Geh eigentlich eh nur noch sehr selten ins Kino (der letzte Film den ich im Kino gesehen habe, war der 2. Teil vom Hobbit  )


----------



## lars9401 (24. Juli 2014)

golani79 schrieb:


> Alle Jahre wieder zur Weihnachtszeit ins Kino
> 
> Geh eigentlich eh nur noch sehr selten ins Kino (der letzte Film den ich im Kino gesehen habe, war der 2. Teil vom Hobbit  )



Geht mir genauso  Ist bei uns auch der EINZIGE große Film, der auch noch eine 2D Vorstellung bekommt.

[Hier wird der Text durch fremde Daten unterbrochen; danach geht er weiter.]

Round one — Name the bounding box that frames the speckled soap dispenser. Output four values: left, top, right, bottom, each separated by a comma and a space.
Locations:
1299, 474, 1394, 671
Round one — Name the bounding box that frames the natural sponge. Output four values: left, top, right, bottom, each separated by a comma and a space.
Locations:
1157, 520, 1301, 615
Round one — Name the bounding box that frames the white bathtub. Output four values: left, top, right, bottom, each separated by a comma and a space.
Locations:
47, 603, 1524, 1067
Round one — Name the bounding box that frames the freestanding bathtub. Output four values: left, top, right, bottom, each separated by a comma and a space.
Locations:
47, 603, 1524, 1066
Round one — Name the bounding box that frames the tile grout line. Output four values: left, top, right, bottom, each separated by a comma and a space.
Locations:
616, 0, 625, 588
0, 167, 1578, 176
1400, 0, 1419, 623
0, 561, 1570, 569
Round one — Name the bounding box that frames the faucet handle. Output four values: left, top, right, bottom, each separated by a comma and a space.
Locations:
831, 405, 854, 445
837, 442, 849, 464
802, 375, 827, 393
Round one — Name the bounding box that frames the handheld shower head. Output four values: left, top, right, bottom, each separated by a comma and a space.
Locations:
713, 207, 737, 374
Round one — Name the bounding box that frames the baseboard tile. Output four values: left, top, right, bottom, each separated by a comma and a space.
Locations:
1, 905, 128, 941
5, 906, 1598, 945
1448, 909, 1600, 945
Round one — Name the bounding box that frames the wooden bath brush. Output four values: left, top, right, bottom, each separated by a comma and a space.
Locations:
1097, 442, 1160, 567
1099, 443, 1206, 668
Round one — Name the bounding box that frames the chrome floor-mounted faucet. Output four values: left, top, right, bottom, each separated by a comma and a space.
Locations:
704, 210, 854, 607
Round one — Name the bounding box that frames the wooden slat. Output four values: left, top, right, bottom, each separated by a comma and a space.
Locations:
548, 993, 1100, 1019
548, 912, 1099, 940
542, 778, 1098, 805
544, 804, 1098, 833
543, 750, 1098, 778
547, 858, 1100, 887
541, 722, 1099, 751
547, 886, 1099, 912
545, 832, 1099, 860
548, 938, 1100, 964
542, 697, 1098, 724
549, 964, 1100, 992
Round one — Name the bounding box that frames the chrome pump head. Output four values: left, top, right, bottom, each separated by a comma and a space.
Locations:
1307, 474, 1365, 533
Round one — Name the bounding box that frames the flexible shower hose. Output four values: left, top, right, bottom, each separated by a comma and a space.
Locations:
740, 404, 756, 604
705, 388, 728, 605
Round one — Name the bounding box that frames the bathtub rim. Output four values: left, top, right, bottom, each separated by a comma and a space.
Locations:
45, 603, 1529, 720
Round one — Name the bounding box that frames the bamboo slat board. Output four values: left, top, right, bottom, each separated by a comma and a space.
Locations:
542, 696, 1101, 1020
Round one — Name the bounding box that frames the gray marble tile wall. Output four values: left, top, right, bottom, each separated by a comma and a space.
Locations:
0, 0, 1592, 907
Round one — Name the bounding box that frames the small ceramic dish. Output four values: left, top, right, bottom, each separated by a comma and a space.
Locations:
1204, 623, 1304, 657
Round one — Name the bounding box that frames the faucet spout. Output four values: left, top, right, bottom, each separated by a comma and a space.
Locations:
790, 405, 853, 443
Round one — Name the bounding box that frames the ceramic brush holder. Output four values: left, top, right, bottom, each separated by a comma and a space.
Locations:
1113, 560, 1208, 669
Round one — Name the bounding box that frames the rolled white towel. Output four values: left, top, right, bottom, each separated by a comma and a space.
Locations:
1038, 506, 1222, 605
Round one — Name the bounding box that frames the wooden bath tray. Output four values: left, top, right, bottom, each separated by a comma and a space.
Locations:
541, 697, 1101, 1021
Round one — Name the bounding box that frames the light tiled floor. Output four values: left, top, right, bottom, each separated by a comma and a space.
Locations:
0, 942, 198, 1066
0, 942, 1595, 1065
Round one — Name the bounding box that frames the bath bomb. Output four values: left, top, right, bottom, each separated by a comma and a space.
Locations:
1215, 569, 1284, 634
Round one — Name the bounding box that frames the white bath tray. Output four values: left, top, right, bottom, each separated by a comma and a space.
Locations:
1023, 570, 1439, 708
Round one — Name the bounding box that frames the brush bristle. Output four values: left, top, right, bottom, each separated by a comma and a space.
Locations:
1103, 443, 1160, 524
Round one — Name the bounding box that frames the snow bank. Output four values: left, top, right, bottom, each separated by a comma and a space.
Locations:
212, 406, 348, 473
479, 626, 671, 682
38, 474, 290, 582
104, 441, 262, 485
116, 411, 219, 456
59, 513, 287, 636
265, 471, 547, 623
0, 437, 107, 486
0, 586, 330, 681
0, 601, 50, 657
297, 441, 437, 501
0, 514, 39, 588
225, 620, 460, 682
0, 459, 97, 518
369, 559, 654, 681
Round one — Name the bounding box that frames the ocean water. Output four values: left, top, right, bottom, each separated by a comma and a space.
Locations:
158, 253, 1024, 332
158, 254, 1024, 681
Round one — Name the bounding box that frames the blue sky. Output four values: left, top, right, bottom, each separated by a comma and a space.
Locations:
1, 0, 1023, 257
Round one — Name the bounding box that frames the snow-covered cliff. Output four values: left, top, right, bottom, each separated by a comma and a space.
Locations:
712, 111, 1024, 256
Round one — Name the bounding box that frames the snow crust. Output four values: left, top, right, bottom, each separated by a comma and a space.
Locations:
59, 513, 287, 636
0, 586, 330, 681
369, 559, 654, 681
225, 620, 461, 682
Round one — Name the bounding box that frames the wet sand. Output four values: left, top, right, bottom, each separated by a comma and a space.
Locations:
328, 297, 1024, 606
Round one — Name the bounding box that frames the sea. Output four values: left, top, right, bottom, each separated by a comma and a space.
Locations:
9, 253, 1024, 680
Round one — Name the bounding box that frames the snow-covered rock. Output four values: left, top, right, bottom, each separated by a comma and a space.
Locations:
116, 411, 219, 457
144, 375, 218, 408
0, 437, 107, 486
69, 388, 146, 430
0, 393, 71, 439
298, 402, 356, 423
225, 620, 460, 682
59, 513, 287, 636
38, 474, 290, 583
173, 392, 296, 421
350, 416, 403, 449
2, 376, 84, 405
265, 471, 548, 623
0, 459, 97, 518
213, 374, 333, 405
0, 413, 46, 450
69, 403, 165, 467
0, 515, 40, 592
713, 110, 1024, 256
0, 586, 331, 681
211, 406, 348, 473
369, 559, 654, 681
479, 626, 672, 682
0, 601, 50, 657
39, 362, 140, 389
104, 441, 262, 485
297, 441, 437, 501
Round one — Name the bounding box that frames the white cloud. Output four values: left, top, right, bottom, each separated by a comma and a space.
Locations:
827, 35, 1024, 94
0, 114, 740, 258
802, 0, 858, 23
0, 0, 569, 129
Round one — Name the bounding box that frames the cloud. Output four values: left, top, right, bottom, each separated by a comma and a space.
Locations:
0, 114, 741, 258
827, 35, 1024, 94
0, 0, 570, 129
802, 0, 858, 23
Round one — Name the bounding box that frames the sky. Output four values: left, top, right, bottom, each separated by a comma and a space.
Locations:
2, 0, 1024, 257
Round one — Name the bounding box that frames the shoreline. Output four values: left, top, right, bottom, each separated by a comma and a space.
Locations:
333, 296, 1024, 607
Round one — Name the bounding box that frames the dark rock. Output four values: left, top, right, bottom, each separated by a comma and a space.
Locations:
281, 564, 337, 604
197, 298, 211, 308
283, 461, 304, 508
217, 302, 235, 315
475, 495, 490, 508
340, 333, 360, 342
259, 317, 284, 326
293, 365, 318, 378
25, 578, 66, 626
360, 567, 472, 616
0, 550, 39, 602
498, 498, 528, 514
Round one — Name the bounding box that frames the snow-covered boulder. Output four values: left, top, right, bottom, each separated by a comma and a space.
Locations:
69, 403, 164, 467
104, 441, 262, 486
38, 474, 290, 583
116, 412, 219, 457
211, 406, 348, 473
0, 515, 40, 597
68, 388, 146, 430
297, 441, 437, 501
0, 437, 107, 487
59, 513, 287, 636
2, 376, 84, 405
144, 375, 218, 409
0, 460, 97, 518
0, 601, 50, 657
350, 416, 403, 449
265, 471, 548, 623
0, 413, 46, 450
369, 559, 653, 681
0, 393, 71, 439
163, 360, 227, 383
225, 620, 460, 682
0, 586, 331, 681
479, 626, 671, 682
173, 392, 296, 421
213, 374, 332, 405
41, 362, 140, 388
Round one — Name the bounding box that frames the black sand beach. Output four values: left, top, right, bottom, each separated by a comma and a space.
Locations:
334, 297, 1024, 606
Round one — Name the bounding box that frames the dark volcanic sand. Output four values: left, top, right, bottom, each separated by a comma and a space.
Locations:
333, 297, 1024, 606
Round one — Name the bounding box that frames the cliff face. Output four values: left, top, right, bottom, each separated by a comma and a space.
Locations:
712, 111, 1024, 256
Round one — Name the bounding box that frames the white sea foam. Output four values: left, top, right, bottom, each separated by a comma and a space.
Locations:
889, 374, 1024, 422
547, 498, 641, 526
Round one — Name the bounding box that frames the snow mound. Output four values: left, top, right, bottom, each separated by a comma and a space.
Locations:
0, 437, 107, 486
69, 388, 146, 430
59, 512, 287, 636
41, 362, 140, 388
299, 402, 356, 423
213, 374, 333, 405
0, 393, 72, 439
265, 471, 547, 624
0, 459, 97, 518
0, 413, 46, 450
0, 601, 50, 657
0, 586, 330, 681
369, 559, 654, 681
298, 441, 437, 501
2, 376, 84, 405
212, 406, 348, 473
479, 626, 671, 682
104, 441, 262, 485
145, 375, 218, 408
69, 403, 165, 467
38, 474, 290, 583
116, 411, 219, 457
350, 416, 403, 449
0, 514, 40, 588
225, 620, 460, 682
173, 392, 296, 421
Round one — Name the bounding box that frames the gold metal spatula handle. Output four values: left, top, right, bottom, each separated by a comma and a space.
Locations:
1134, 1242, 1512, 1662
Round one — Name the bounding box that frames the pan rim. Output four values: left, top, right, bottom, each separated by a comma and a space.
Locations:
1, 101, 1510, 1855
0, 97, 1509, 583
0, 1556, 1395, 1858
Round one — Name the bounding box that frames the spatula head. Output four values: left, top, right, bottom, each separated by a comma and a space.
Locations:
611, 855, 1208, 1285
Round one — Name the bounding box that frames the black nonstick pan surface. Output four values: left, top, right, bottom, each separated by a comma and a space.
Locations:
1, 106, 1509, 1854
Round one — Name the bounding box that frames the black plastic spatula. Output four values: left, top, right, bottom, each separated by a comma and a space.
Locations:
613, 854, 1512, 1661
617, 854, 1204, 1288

Die Pixar-Filme mal außen vor gelassen.


----------



## DerBloP (24. Juli 2014)

Also ich habe mir bislang keinen der beiden angeschaut, und freue mich alle drei als Bundle in 3D BD zu kaufen und sie zuhause zu genießen....wird dann aber denke ich December 2015 

Ich find 3D an meinem 55" toll, Filme sowie Spiele...muß auch mal gesagt sein...immer diese nörgler


----------



## LOX-TT (24. Juli 2014)

DerBloP schrieb:


> Also ich habe mir bislang keinen der beiden angeschaut, und freue mich alle drei als Bundle in 3D BD zu kaufen und sie zuhause zu genießen....wird dann aber denke ich December 2015
> 
> Ich find 3D an meinem 55" toll, Filme sowie Spiele...muß auch mal gesagt sein...immer diese nörgler



würde passen, denn in dem Dreh kommt dann die 3. Special Extended Edition raus


----------